One question I get from time to time is how Social Security or pension income should affect your asset allocation. Specifically, should it be counted as a large bond holding?
My answer: Not exactly.
Yes, Social Security and pension income are predictable in much the same way that income from a bond is. And yes, all else being equal, an investor with a pension can probably take more risk in his portfolio than an investor without a pension.
That said, there are some meaningful differences between Social Security and a giant bond holding. For example, you can’t sell your “Social Security bond.” Among other things, this means that you can’t rebalance back and forth between a “Social Security bond” and a stock fund in the same way that you could with real bond holdings.
How to Account for Social Security Income
Rather than counting Social Security income and pension income as part of your bond allocation, I’d suggest using this method for fitting them into your overall retirement plan:
- Determine how much money you’re going to be spending each year during retirement.
- From that, subtract any part-time job or business income you expect to earn.
- From that, subtract your Social Security and pension income to determine how much income you will need from your investments.
- Divide that number by the size of your portfolio to calculate your required withdrawal rate.
- Choose an asset allocation that you believe will best satisfy that withdrawal rate.
This way, rather than counting Social Security and your pension as liquid, tangible investments (which they aren’t), you’re counting them as income sources (which is what they are).
Social Security Bond Problems
In case you aren’t convinced, let’s take a look at how counting Social Security income as a bond could cause some problems.
Let’s imagine that you get $20,000 per year in Social Security income and $20,000 in pension income. If we were to count those income streams as bonds and we assume the bond has a 4.07% interest rate (that of a 30-year T-Bond at the moment), they’d be worth a total of $982,800.
And let’s assume that you need another $20,000 each year in addition to your social security and pension income. If you have a $450,000 portfolio, that’s a 4.44% withdrawal rate. If you retire at age 65 and use the “age in bonds” rule, you’d have the following allocation:
- $0 in bonds; $450,000 in stocks (because social security and pension income would more than satisfy the entire bond allocation).

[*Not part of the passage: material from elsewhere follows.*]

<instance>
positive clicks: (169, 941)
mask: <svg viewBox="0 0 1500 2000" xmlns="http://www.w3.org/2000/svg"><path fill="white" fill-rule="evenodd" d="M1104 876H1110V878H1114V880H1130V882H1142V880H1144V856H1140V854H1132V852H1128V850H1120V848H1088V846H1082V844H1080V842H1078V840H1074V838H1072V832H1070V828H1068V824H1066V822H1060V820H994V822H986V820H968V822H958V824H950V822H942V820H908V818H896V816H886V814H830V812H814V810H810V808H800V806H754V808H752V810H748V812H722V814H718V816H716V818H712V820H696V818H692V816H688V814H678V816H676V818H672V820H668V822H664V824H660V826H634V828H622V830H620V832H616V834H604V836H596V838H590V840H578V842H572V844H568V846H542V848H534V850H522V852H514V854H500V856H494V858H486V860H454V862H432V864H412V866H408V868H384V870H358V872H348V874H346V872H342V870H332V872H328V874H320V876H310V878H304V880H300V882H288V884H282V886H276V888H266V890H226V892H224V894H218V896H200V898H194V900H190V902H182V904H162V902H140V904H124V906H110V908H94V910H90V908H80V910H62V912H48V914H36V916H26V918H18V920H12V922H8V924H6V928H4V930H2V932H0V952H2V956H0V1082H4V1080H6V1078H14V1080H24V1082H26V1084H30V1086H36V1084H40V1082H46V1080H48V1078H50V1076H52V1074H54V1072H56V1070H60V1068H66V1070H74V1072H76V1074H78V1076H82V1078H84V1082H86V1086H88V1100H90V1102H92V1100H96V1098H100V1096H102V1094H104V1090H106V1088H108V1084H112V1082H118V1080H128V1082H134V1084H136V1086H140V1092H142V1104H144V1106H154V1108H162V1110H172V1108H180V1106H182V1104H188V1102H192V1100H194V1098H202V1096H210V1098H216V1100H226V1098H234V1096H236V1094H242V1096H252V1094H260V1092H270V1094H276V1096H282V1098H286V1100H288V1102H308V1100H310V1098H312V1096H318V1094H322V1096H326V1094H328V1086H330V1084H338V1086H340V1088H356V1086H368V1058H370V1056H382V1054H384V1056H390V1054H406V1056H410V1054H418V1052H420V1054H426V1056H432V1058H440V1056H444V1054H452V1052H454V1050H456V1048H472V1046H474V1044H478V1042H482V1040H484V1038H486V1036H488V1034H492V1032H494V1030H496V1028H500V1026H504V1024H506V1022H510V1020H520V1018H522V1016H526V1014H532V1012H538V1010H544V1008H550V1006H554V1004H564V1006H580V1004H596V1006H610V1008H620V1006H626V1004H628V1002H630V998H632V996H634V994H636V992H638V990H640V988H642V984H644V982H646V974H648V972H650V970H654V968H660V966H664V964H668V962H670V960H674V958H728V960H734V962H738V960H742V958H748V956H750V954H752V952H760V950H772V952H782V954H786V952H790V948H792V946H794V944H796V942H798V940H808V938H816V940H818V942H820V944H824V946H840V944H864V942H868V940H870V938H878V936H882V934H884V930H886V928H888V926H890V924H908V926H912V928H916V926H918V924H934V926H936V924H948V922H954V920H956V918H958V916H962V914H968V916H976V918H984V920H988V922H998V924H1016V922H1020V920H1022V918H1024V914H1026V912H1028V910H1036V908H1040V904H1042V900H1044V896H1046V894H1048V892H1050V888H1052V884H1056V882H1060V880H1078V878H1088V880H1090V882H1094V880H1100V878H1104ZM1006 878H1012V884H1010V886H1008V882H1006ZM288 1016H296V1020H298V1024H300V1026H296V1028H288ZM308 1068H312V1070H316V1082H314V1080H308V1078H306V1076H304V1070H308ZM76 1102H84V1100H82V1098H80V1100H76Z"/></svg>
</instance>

In other words, in such a scenario, if you count Social Security and pension income as if they were bonds, you’d be going into retirement with all of your investable assets in stocks, and you’d be using a 100% stock portfolio to satisfy a 4.44% withdrawal rate.
Yes, if things go your way and the stock market performs well when you need it to, your plan would work out OK. But it’s far from a sure bet.
Instead, count the income streams as an offset to your expenses, then ask yourself what allocation you should use to satisfy the necessary 4.44% withdrawal rate.